郡家こおげさん、石蟹いしがさん。それ以上、近づかないでください……そこから一歩でも動いたら、殺しますよ」

「何でアンタが……こんなところにいるわけ」

「石蟹さん、あなたなら分かるでしょう? 私の能力は、強いですよ。そこにいる人たちは、私が殺しました」


 再び女性が指先から液体を飛ばしてくる。浩次さんの反応が一歩遅れ、シャツの袖をかすめた。その瞬間からカッターシャツが異常に熱を持ち、溶け始めた。


「……容赦ないわね」

「たとえ相手が先輩であっても、関係ありません。私は今、命を脅かされているんです。石蟹さんたちも、生きるか死ぬか、その瀬戸際に立たされればそうなるはずです」

「交渉ができないの、それともしたくないの。どっち?」

「どちらも、と答えれば。どうしますか」

「交渉をしたくない、そんなわがままを言ってるだけなら、そこをどいてもらうだけよ。力づくになってもね」

「……分かりました。私が石蟹さんたちを殺す理由ができた、ということですね」


 話しぶりからして、足守と呼ばれたその女性は浩次さんや三笠の後輩らしかった。しかし同時に、警察官とはとても思えなかった。何より、警察官が堂々と人を殺したと宣言したのが信じられなかった。

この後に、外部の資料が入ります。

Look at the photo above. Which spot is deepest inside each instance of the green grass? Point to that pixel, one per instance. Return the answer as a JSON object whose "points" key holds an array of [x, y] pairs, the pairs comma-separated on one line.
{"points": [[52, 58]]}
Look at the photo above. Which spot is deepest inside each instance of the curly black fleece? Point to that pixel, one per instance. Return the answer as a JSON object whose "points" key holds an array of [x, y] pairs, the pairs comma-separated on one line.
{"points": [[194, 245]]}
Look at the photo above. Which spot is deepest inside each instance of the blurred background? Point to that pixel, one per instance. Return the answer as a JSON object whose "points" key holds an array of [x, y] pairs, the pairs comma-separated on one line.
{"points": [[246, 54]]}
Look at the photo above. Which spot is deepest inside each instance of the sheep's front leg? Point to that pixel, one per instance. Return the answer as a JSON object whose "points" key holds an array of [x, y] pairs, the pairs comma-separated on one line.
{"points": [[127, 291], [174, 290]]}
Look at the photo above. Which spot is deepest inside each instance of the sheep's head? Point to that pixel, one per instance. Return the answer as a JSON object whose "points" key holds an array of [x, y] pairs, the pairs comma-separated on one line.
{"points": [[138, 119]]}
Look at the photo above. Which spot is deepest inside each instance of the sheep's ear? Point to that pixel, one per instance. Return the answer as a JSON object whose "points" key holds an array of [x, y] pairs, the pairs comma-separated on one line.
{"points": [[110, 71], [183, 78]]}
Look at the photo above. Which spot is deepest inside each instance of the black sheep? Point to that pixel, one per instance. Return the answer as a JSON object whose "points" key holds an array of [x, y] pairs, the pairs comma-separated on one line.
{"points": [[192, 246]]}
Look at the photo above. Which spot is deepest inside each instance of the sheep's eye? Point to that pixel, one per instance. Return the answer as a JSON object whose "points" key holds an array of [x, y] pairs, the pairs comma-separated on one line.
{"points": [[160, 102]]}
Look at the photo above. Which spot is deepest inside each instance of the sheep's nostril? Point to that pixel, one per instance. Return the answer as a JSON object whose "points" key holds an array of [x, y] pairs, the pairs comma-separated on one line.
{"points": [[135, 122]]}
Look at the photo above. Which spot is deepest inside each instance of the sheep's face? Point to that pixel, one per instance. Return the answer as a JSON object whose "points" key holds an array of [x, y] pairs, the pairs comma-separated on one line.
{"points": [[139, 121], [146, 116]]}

「警告はしましたよ、私の能力は強い、即死級だと……」


 足守さんが同時に複数の液滴を出し、それらを一斉に放ってくる。避けられないと思った瞬間、その軌道が不自然にねじ曲がり、全ての液滴がひとまとまりになって壁に当たり、コンクリートを溶かした。軽く手で空を切り、ため息をついたヤシロがいつの間にか目の前にいた。


「なっ……」

「その液滴を出してから放つまでに一手あるな。それであれば造作もない。むしろこの工場の物理的な解体に一役買ってくれて助かる」

「な、なんなのよ、その能力は……!」

「教えたところで、貴様に対処はできない。俺の能力は貴様の完全なる上位互換だ」

「な、によあなた……っ!」


 液体、気体であれば何でも対応できるらしい。ヤシロの能力にももしかすると限界があるのかもしれないが、少なくともいったん、あの液で身体を溶かされることはなくなった。しかしそうだとしても、俺たちに手立てはない。彼女に攻撃を通せるとすれば、それはヤシロだけだ。あるいは三笠も何かしらできるかもしれない。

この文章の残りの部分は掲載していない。